Petite chronique de jurisprudence : adoption, divorce, droit de visite et d’hébergement

Cour de cassation

Lors de son audience publique de ce 7 juillet 2021, la Cour de cassation a rendu quatre arrêts qu’il nous paraît intéressant de signaler à l’attention de nos lecteurs.

Adoption plénière des enfants nés d’une gestation pour autrui

En l’espèce, un Français né en 1979 avait eu recours à une convention de gestation pour autrui en Inde et deux enfants avaient été reconnus à l’ambassade de France de New Delhi après leur naissance. La transcription des actes de naissance établis à l’étranger ne mentionna que le nom du père. Le conjoint d’icelui forma une demande d’adoption plénière des deux enfants en août 2017.

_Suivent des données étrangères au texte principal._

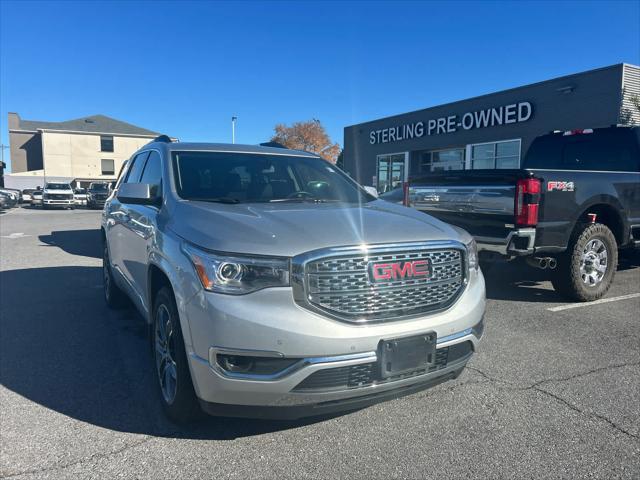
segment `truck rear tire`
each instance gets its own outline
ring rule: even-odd
[[[580,226],[571,236],[567,251],[558,257],[551,280],[563,296],[579,302],[601,298],[613,283],[618,267],[618,245],[606,225]]]
[[[111,271],[111,261],[109,260],[109,247],[104,242],[102,250],[102,290],[104,293],[104,301],[112,310],[118,310],[127,305],[127,297],[125,293],[116,285]]]

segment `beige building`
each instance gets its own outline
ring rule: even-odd
[[[125,160],[159,134],[104,115],[41,122],[9,113],[11,174],[7,186],[63,180],[76,187],[114,181]]]

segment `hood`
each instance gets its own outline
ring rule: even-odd
[[[195,245],[254,255],[291,257],[336,246],[464,241],[460,232],[450,225],[382,200],[362,206],[179,201],[167,220],[171,230]]]
[[[68,195],[68,194],[73,194],[73,190],[71,190],[71,189],[69,189],[69,190],[60,190],[60,189],[57,189],[57,188],[56,188],[56,189],[53,189],[53,188],[45,188],[45,189],[44,189],[44,190],[42,190],[42,191],[43,191],[44,193],[51,193],[51,194],[54,194],[54,193],[61,193],[61,194],[63,194],[63,195],[64,195],[64,194],[66,194],[66,195]]]

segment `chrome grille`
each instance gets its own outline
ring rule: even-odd
[[[372,283],[368,265],[427,260],[431,274]],[[401,319],[452,303],[464,282],[461,249],[399,249],[313,259],[305,266],[306,299],[314,307],[350,321]]]
[[[47,200],[71,200],[73,195],[70,193],[47,193]]]

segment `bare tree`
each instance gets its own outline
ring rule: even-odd
[[[278,124],[274,128],[272,142],[278,142],[287,148],[317,153],[325,160],[336,163],[340,154],[340,145],[329,138],[320,120],[295,122],[291,126]]]

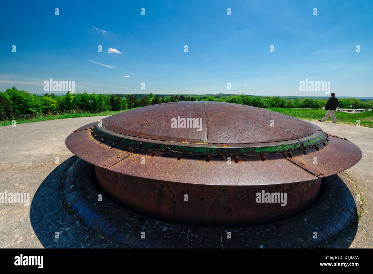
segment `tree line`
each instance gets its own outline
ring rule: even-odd
[[[5,91],[0,91],[0,119],[6,120],[40,114],[55,114],[77,111],[97,113],[106,110],[116,111],[157,104],[186,101],[226,102],[261,108],[319,108],[325,106],[327,100],[311,98],[285,100],[279,96],[263,98],[244,94],[219,98],[211,95],[198,97],[182,94],[164,97],[151,93],[138,98],[132,94],[125,96],[117,94],[103,95],[94,93],[89,94],[86,91],[76,94],[68,92],[64,95],[46,94],[41,96],[13,87]],[[350,108],[351,105],[353,108],[373,108],[373,100],[339,99],[338,106],[341,108]]]

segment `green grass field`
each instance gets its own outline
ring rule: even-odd
[[[310,108],[283,108],[280,107],[270,107],[266,109],[279,112],[292,117],[309,121],[317,121],[321,120],[326,112],[323,109],[311,109]],[[355,114],[348,113],[344,111],[335,111],[335,117],[337,123],[347,124],[355,126],[357,120],[360,120],[361,126],[373,127],[373,111],[366,111]],[[331,123],[330,118],[326,122]]]
[[[133,109],[131,108],[130,109]],[[40,121],[46,121],[47,120],[53,120],[56,119],[63,119],[66,118],[76,118],[77,117],[87,117],[91,116],[106,116],[109,115],[113,115],[120,112],[129,110],[129,109],[126,109],[125,110],[118,110],[117,111],[112,111],[111,110],[107,110],[106,111],[99,112],[97,113],[91,113],[90,112],[79,112],[73,113],[66,113],[65,114],[61,114],[58,115],[49,114],[41,114],[37,115],[35,117],[30,118],[16,119],[16,122],[17,124],[23,124],[25,123],[31,123],[31,122],[38,122]],[[11,120],[5,120],[4,121],[0,121],[0,126],[8,126],[12,125]]]
[[[286,114],[298,119],[309,121],[317,121],[321,120],[325,114],[325,111],[322,109],[311,109],[310,108],[283,108],[280,107],[270,107],[266,109],[273,110],[277,112]],[[113,115],[126,110],[119,110],[117,111],[107,111],[98,113],[91,113],[89,112],[79,112],[71,114],[62,114],[53,115],[52,114],[41,115],[28,119],[16,119],[17,124],[22,124],[30,122],[37,122],[39,121],[63,119],[66,118],[85,117],[92,116],[106,116]],[[373,111],[366,111],[361,113],[352,114],[342,111],[336,111],[335,116],[337,117],[337,123],[356,125],[357,120],[360,121],[361,126],[373,127]],[[330,118],[326,121],[331,122]],[[10,120],[0,121],[0,126],[12,125],[12,121]]]

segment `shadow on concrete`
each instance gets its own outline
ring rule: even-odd
[[[87,165],[90,164],[72,157],[49,174],[35,193],[30,219],[44,247],[347,248],[357,231],[357,211],[352,194],[354,187],[343,173],[323,179],[320,198],[297,216],[247,227],[200,227],[145,217],[104,197],[108,202],[96,205],[91,201],[97,193],[91,180],[84,182],[81,179],[90,177]],[[69,195],[69,201],[76,201],[65,207],[71,209],[68,212],[64,208],[60,179],[62,180],[65,170],[73,166],[63,176],[65,194]],[[88,216],[92,219],[86,220]],[[146,232],[146,240],[141,239],[142,231]],[[231,232],[232,239],[222,237],[227,231]],[[317,239],[313,238],[314,232],[317,233]],[[59,239],[55,238],[56,232]],[[100,234],[114,245],[103,239]]]
[[[43,181],[31,202],[31,225],[46,248],[110,248],[64,208],[60,179],[64,171],[76,161],[72,156],[60,164]],[[56,232],[59,239],[56,239]]]

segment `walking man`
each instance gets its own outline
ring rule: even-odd
[[[335,114],[334,112],[337,109],[337,106],[338,105],[338,99],[334,96],[335,94],[334,92],[330,94],[332,97],[329,97],[328,101],[326,102],[326,105],[325,106],[325,110],[326,110],[326,114],[324,116],[324,118],[321,120],[319,120],[319,122],[325,122],[326,120],[330,117],[332,118],[332,122],[334,123],[337,123],[337,118],[335,117]]]

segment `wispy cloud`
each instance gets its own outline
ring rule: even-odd
[[[27,82],[26,81],[13,81],[10,80],[0,80],[0,83],[4,84],[24,84],[25,85],[44,85],[43,82],[35,83],[32,82]]]
[[[122,54],[122,53],[117,50],[117,49],[112,48],[109,48],[107,49],[107,52],[108,53],[119,53],[119,54]]]
[[[110,66],[111,67],[116,67],[117,69],[120,69],[120,68],[119,67],[116,67],[115,66],[114,66],[114,65],[111,65],[110,64],[106,64],[108,66]]]
[[[98,64],[101,66],[103,66],[104,67],[110,67],[110,69],[116,69],[115,67],[113,67],[111,66],[108,66],[108,65],[106,65],[104,64],[101,64],[100,63],[98,63],[98,62],[95,62],[94,61],[92,61],[92,60],[88,60],[88,62],[91,62],[91,63],[94,63],[95,64]]]
[[[93,28],[94,28],[97,31],[101,31],[101,32],[102,32],[103,34],[104,34],[106,33],[106,31],[104,31],[103,29],[100,29],[98,28],[96,28],[94,26],[92,26],[93,27]]]

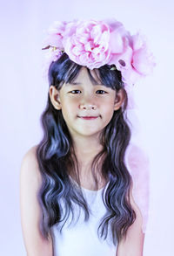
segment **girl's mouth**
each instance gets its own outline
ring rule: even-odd
[[[85,120],[92,120],[92,119],[97,119],[98,116],[79,116],[79,117]]]

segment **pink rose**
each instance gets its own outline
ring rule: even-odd
[[[74,29],[73,29],[74,28]],[[71,33],[71,31],[73,32]],[[110,28],[101,21],[81,21],[64,38],[64,52],[70,59],[90,69],[105,65],[110,58]]]
[[[113,54],[110,64],[115,64],[121,71],[124,83],[134,84],[140,77],[150,74],[155,63],[145,39],[139,33],[127,34],[124,40],[123,52]]]

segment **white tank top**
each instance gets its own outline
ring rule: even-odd
[[[54,256],[116,256],[117,246],[112,243],[110,229],[109,228],[105,240],[97,236],[100,220],[106,213],[106,208],[102,199],[102,191],[104,190],[105,193],[108,184],[109,183],[105,189],[103,188],[99,190],[82,188],[83,194],[91,211],[88,221],[84,221],[84,210],[78,205],[73,204],[75,205],[75,220],[70,224],[70,218],[69,217],[64,224],[61,233],[59,226],[57,225],[52,226]],[[62,204],[64,205],[63,201],[61,205]],[[70,226],[68,226],[69,225]]]

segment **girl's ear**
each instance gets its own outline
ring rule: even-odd
[[[56,109],[60,110],[62,108],[62,106],[60,102],[60,95],[58,90],[54,86],[50,86],[49,89],[49,94],[53,107]]]
[[[124,100],[124,91],[123,89],[119,89],[119,91],[116,92],[116,99],[114,102],[114,110],[117,110],[122,106],[122,103]]]

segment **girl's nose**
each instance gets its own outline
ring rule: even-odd
[[[81,103],[80,104],[80,109],[85,109],[85,110],[96,110],[97,106],[95,104],[90,104],[90,103]]]

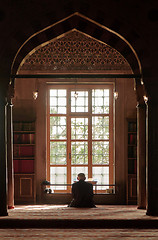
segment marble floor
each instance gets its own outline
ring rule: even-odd
[[[127,205],[16,205],[0,217],[0,240],[4,239],[158,239],[158,217]]]

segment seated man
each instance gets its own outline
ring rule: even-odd
[[[72,201],[69,207],[96,207],[93,202],[93,185],[85,182],[85,174],[79,173],[77,176],[79,181],[72,184]]]

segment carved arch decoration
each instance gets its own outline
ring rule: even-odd
[[[45,39],[49,42],[73,29],[77,29],[78,31],[81,31],[84,34],[87,34],[116,49],[116,51],[118,51],[128,61],[133,73],[141,74],[140,61],[129,42],[116,32],[81,15],[80,13],[74,13],[69,17],[37,32],[26,40],[14,58],[11,74],[16,75],[21,62],[27,54],[33,49],[36,49],[39,45],[42,46],[42,44],[45,44]]]
[[[127,60],[105,43],[76,29],[30,52],[20,70],[44,72],[129,70]]]

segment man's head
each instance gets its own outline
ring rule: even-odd
[[[85,180],[86,179],[85,174],[84,173],[79,173],[78,176],[77,176],[77,179],[78,180]]]

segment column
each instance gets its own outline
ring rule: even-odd
[[[158,102],[147,106],[147,215],[158,216]]]
[[[137,105],[137,204],[146,209],[146,104]]]
[[[13,125],[12,100],[7,104],[7,165],[8,165],[8,208],[14,208],[14,173],[13,173]]]
[[[0,216],[7,216],[6,100],[0,86]]]

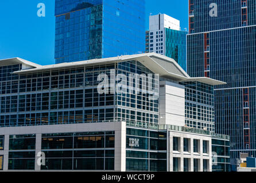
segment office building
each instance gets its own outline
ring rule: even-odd
[[[189,0],[188,73],[215,86],[216,132],[230,136],[234,170],[240,153],[256,156],[256,2]]]
[[[56,0],[56,63],[143,53],[145,11],[145,0]]]
[[[146,53],[154,52],[174,59],[187,71],[186,37],[180,21],[164,14],[149,17],[146,31]]]
[[[169,57],[15,58],[0,71],[0,169],[214,171],[223,155],[228,164],[229,137],[212,124],[214,86],[224,83],[191,78]]]

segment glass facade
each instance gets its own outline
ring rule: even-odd
[[[5,136],[0,136],[0,150],[4,150]]]
[[[142,53],[145,3],[56,0],[56,63]]]
[[[214,91],[211,85],[199,82],[185,86],[185,123],[187,126],[215,131]]]
[[[165,28],[146,31],[146,53],[155,52],[174,59],[187,71],[187,31]]]
[[[166,133],[126,129],[126,171],[166,171]]]
[[[256,3],[220,0],[210,8],[210,0],[189,3],[188,73],[227,83],[215,87],[215,132],[230,136],[231,161],[236,166],[240,152],[256,156]],[[211,16],[211,10],[218,15]]]
[[[9,170],[34,170],[36,135],[10,136],[8,158]]]
[[[189,3],[190,33],[255,25],[254,0],[189,0]]]
[[[3,156],[0,156],[0,170],[3,168]]]
[[[165,28],[165,56],[174,59],[187,71],[188,32]]]
[[[9,67],[9,66],[8,66]],[[10,66],[19,68],[18,66]],[[3,70],[7,70],[6,69]],[[19,69],[20,69],[20,68]],[[106,74],[127,77],[127,85],[134,83],[133,74],[148,75],[150,70],[135,61],[14,75],[2,79],[15,82],[17,89],[0,94],[0,126],[45,125],[125,120],[158,122],[158,101],[152,100],[142,92],[137,94],[129,89],[121,94],[99,94],[98,77]],[[7,72],[7,71],[6,71]],[[137,78],[136,79],[139,79]],[[157,79],[157,78],[156,78]],[[137,81],[138,88],[151,85],[158,92],[154,79],[145,84]],[[3,86],[5,81],[0,81]],[[13,86],[10,86],[10,91]]]
[[[114,132],[43,134],[42,170],[114,170]]]
[[[212,172],[230,172],[230,142],[212,139]]]

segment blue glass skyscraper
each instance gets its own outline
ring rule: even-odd
[[[187,31],[181,31],[180,21],[165,14],[149,17],[146,31],[146,53],[154,52],[174,59],[187,71]]]
[[[227,82],[215,94],[216,133],[231,137],[231,164],[256,157],[256,1],[189,0],[188,71]]]
[[[145,0],[56,0],[56,63],[141,53]]]

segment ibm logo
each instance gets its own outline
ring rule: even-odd
[[[129,146],[130,147],[139,147],[139,139],[129,138]]]

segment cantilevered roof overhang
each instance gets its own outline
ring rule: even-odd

La cour d’appel de Douai rejeta sa demande en novembre 2019 au motif que la convention de gestation pour autrui n’avait pas été produite, qu’il n’était donc pas possible de vérifier si la mère porteuse avait définitivement renoncé à l’établissement de la filiation maternelle et consenti à l’adoption par le mari du père, et qu’il ne pouvait dès lors être conclu que l’adoption en la forme plénière était conforme à l’intérêt des enfants. Le conjoint du père forma alors un pourvoi en cassation.

Les deux arrêts (un pour chaque enfant) ont été cassés aujourd’hui par la première chambre civile de la Cour de cassation, au visa des articles 16-7, 353, alinéa 1er, 345-1, 1º, et 47 du code civil :

« 4. Aux termes du premier de ces textes, toute convention portant sur la procréation ou la gestation pour le compte d’autrui est nulle, l’article 16-9 du même code précisant que cette disposition est d’ordre public.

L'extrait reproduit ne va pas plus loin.